The masses produced according to the invention have completely different theological properties compared to emulsions based on wax. The long, coherent and viscous structure of the products according to the invention enables variations in the geometric shape and the adaptation of the emulsion explosive to the field of application. Capsule-sensitive, highly viscous explosives can therefore be compressed, deformed or extruded to produce the desired shapes.

The physical properties of the product according to the invention, namely the resistance to changes in viscosity at changing temperatures, low freezing point, high ignition point and a viscous neutral and polymer-like structure, enable the formulation of optimal batches and thus optimal properties of the finished product.

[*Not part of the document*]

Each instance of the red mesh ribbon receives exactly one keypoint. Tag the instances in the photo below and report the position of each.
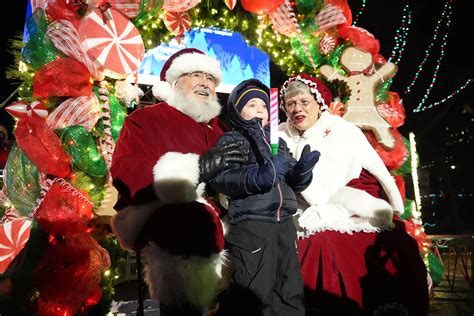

The invention is not limited to the 5 embodiments described above and can rather be modified in many ways within the scope of the invention. So the type of oxygen-releasing substances is not critical. All types of conventional substances can be used in the practice of the invention. The oil of the continuous oil phase can consist of any type which is compatible with the explosive products according to the invention. The other conventional components of the product, namely the emulsifier, the microspheres and possibly auxiliary fuels, can be selected from known and conventional materials. Finally, the VI improver can also be selected from commercially available products suitable for viscosity index modification. The above compounds are only examples of suitable materials.

Claims (7)

655 298 PATENT CLAIMS 1. explosive mass of the water-in-oil type which contains a carbon-containing fuel as the continuous phase and an oxygen-releasing aqueous salt solution as the discontinuous phase, characterized in that the continuous phase contains a water-insoluble lipophilic viscosity index improver for controlling the consistency. 2. Composition according to claim 1, characterized in that the improving agent is a polymer, preferably a copolymer. 3. Composition according to claim 2, characterized in that the polymer is selected from acrylate and / or methacrylate copolymers and olefin copolymers. 4. Composition according to one of the preceding claims, characterized in that the continuous phase is based on a mineral oil, a vegetable oil or a dewaxed praffin oil. 5. Composition according to one of the preceding claims, characterized in that the continuous phase further contains a lipophilic emulsifier. 6. Composition according to one of the preceding claims, characterized in that it contains 1 to 10 wt .-% of the continuous phase. 7. Composition according to one of the preceding claims, characterized in that it contains 4 to 25 wt .-% water.